I personaggi, dalla carta al grande schermo
Miller ha poi approfondito i legami del suo universo con quello del cinema, e in particolare i riferimenti cinematografici dei suoi personaggi. "I personaggi del film vengono da varie parti", ha detto l'autore, "e anche dalla mia immaginazione. Sono cresciuto studiando film noir e storie criminali, e questo c'è nel film. Eva Green doveva diventare la quintessenza della femme fatale, superarle tutte; lei è riuscita a metterci davvero tutto, e ha creato un personaggio terrificante, sexy e molto tragico. Marv, invece, nelle note preliminari sul personaggio, l'avevo definito 'Conan con un trench': volevo creare una specie di barbaro che vivesse in contesto urbano." Qualcuno chiede poi ai due il motivo della scelta di non richiamare Clive Owen nel ruolo di Dwight McCarthy, quando il personaggio cambia faccia e assume il volto che avrà nel primo film (cronologicamente successivo). "L'idea era di avere due attori diversi", ha spiegato Rodriguez. "Dopo la scena del treno, Clive sarebbe dovuto tornare e subentrare a Josh Brolin. Considerata però la performance di Josh, abbiamo pensato che forse il pubblico sarebbe rimasto disorientato, avrebbe perso la connessione col personaggio. Ci siamo detti 'proviamo ad andare avanti con lui e vediamo come va'. Alla peggio, potevamo sempre richiamare Owen, ma ha funzionato." Sul tema dei rapporti cinema/fumetto, e sull'ipotesi estrema che, in futuro, il cinema possa sostituire integralmente il fumetto, con film pensati come strisce per lo schermo, Miller riflette: "Certo, oggi è difficile sedermi a un tavolo e disegnare il personaggio di Marv senza pensare a Mickey Rourke.
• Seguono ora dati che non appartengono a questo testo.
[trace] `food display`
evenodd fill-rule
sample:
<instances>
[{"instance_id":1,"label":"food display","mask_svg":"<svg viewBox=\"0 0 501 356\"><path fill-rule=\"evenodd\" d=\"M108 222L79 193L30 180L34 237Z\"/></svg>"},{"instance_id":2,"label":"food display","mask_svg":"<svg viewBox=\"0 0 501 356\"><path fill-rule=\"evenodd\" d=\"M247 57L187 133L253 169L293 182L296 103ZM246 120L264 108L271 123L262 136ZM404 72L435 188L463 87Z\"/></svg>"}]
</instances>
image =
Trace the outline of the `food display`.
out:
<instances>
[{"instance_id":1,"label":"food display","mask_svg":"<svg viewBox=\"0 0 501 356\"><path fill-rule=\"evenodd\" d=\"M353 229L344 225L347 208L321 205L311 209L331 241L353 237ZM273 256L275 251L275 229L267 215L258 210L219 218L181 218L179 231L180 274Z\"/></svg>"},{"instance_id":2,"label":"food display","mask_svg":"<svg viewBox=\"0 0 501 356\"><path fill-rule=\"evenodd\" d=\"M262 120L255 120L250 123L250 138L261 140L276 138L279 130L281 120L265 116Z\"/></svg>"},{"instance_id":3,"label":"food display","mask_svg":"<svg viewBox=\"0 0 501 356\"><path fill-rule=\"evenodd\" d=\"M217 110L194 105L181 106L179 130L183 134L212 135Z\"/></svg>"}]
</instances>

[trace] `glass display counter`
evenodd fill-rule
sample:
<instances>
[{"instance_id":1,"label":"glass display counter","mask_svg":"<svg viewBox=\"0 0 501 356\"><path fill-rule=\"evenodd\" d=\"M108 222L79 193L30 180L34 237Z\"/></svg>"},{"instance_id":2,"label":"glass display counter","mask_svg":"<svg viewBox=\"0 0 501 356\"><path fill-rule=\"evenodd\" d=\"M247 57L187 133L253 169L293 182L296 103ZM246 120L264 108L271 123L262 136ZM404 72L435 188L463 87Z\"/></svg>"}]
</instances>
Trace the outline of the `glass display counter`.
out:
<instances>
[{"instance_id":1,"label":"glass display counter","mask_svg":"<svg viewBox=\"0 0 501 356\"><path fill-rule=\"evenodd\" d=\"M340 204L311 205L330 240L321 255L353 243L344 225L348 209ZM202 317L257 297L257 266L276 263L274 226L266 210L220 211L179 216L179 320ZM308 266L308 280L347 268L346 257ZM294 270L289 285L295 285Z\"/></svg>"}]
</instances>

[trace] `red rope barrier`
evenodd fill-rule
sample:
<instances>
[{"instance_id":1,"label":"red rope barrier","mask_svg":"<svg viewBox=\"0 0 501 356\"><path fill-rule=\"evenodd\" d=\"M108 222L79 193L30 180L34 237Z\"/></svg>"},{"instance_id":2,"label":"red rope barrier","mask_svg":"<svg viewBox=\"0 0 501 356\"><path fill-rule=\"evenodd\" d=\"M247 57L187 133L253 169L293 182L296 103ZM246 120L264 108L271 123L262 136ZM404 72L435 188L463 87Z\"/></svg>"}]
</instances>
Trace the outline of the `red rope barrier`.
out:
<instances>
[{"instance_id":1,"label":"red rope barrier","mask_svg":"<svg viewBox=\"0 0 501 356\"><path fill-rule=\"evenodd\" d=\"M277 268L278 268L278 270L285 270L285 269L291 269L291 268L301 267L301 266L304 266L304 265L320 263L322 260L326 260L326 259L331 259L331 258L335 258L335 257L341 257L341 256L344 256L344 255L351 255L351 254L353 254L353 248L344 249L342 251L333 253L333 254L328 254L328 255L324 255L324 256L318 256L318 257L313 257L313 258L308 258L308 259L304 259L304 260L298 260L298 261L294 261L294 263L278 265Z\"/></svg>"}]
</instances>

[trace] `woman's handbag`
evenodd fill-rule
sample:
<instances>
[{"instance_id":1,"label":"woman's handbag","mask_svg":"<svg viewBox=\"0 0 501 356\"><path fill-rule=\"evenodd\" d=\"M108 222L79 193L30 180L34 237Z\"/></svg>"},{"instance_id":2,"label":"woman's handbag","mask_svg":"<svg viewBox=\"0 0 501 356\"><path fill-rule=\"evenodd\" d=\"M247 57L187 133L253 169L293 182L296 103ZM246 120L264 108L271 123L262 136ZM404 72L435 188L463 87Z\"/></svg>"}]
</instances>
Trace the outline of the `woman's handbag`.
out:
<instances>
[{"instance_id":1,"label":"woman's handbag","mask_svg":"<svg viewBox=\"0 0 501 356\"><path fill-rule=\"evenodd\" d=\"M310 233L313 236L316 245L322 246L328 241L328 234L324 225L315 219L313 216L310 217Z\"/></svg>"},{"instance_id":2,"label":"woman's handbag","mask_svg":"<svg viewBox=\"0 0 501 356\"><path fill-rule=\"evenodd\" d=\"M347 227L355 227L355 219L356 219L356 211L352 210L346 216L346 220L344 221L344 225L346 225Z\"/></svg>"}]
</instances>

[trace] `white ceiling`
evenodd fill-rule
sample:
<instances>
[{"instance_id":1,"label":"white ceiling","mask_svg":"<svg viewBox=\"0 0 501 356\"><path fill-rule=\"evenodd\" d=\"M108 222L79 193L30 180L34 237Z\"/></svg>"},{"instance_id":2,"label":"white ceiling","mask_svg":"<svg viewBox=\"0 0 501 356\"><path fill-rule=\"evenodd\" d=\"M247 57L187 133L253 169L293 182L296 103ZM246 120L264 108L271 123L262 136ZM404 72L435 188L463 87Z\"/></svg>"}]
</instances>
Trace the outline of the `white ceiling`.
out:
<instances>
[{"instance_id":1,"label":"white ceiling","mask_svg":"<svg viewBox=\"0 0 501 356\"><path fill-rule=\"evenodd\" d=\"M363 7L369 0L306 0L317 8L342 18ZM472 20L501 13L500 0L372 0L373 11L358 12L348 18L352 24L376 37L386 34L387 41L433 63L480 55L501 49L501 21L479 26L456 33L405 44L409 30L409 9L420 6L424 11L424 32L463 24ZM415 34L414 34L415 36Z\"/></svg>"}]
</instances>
In futuro, tutto è possibile, ma non si possono azzardare previsioni: c'è da aspettare e vedere cosa succederà". Rodriguez, sull'argomento specifico dell'adattamento delle tavole di Miller, ha specificato poi: "Volevo che si vedesse che questo è il Sin City di Frank Miller e non quello di Robert Rodriguez. Lui ha una visione completa del suo universo: non volevo che fosse un adattamento, ma un film in cui il cinema si adattava al linguaggio del fumetto." "Grazie a Robert ho capito che i fumetti possono essere sì adattati per il grande schermo, ma solo in questa maniera", ha aggiunto Miller. "I migliori comic movie sono quelli più vicini al materiale di partenza: il comic è pensato da una sola persona, ma se entri nella macchina di Hollywood avrai molte persone che vogliono dire la loro. Per cui, la cosa migliore è restare vicini al materiale di partenza."
Il fuorilegge dei comics
Alla domanda che chiedeva se, visto il brutto adattamento realizzato, i due avessero mai pensato di "vendicare" l'onore di Daredevil (prendendo in mano il progetto di prossima realizzazione) le risposte sono state convergenti. "Non ci ho mai pensato", ha risposto Rodriguez, mentre Miller ha specificato che: "se si vuole fare un buon film, bisogna avere pieno possesso del materiale di partenza. Questa è una cosa che ho imparato da Robert, e in particolare da questi due film. La vita è troppo breve per impegnarsi in progetti altrui". Vengono ricordate, poi, le ferocissime polemiche che accompagnarono l'uscita della graphic novel Holy Terror, storia di un supereroe che si scontrava con Al Qaeda. "Ho scritto quella storia perché, un giorno del 2001, più di 3000 persone, miei concittadini, sono state brutalmente assassinate, senza nessun rimorso o pietà. Quella storia era una reazione a quell'evento, derivata innanzitutto dal dolore e dalla rabbia. Tuttora, sono fiero di averla scritta. Se mi aspetto delle scuse, dopo la visione delle decapitazioni da parte dell'Isis? No, io non mi sono scusato con nessuno, e non mi aspetto scuse." Qualcuno ricorda anche la polemica che oppose Miller all'amico Alan Moore, sul tema del movimento Occupy Wall Street. "Io e lui siamo amici da molti anni", ha detto il fumettista, "ma non c'è praticamente niente su cui andiamo d'accordo. Litighiamo praticamente su tutto, inclusa la forma del pianeta. Ognuno continua ad avere le sue idee, e a dire quello che vuole." Qualcun altro ricorda a Miller la definizione che lui stesso diede di sé, quella di "fuorilegge del fumetto". "Senza cattivi, senza fuorilegge, non ci sarebbe spazio per gli eroi", spiega Miller. "In un mondo ideale non ci sarebbe bisogno di Superman o di Batman, ma questo mondo non esiste, né nella realtà, né nelle nostre storie". Un'ultima battuta, Miller l'ha poi riservata a chi gli chiedeva se avesse visto il trailer del nuovo Batman v Superman: Dawn of Justice, che sembra vicino al suo universo: "Non l'ho visto e non mi interessa. Non lo voglio nemmeno vedere, non è roba mia, e quindi per quanto mi riguarda possono farne ciò che vogliono. È un progetto di cui non faccio parte".